Putra remaja rocker Toronto menciptakan musik di blockchain

Para kreatif muda yang memposting gerakan tarian koreografer dan pertunjukan lainnya di TikTok membagikan konten dengan kecepatan eksponensial dibandingkan dengan seniman generasi sebelumnya, dan Maidas ingin memastikan mereka mendapatkan bayaran untuk karya asli mereka.

“Anak-anak tidak menyadari bahwa Anda mengirimkan salah satu memo suara Anda dan seseorang dapat pergi dan mencurinya sekarang,” kata Rowan Maida, putra penyanyi / penulis lagu Raine Maida yang berusia 17 tahun dari band alt-rock Toronto Our Lady Peace dan Chantal Kreviazuk, juga seorang penyanyi / penulis lagu yang karyanya telah muncul di berbagai soundtrack.

Pandemi COVID-19 hanya memicu ledakan media sosial, di mana musisi, fotografer, dan artis lainnya merekam dan mengunggah riff dan ayat serta karya portofolio secara terus-menerus, berbagi dan menanggapi rekan dan penggemar dalam budaya bebas untuk semua.

Raine dan Rowan – musisi pemula dan pemain bola basket menjanjikan yang telah menemukan daya tarik dengan profil TikToknya sendiri yang menampilkan dia bermain piano dan bernyanyi dengan Kreviazuk, bermain duet dengan pengguna lain dan konten irisan kehidupan remaja lainnya – katakan mereka tahu dulu -tangan tentang ide-ide yang dicuri.

Istrinya “diminta untuk menuliskan judul akhir untuk La La Land, dan mereka tidak akhirnya menggunakan lagunya, tapi kail lagunya dicuri dan dimasukkan ke dalam iklan asuransi besar di sini, ”kata Raine Maida dalam wawancara video baru-baru ini dengan putranya.

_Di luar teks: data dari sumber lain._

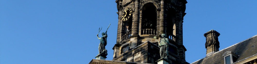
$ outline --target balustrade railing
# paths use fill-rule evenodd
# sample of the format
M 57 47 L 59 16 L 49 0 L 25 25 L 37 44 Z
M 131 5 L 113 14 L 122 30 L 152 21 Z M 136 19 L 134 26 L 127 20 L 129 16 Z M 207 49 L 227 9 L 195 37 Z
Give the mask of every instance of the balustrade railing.
M 141 35 L 154 35 L 157 34 L 157 30 L 151 29 L 142 29 Z
M 131 31 L 128 32 L 121 37 L 121 41 L 123 41 L 123 40 L 126 40 L 127 39 L 129 38 L 129 37 L 131 36 Z
M 176 36 L 173 35 L 169 35 L 169 38 L 175 41 L 176 41 L 176 39 L 177 37 Z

Keluarga tersebut saat ini berada di Los Angeles, tidak dapat pulang-pergi ke rumah kedua di lingkungan Pasar St. Lawrence di Toronto karena pandemi membuat perjalanan lintas batas menjadi sulit.

Mereka telah membaca teks dan email untuk mencoba mencari tahu bagaimana hal itu sampai di sana ketika dia didekati oleh dua pendiri perusahaan yang telah membangun platform untuk melindungi karya para penemu.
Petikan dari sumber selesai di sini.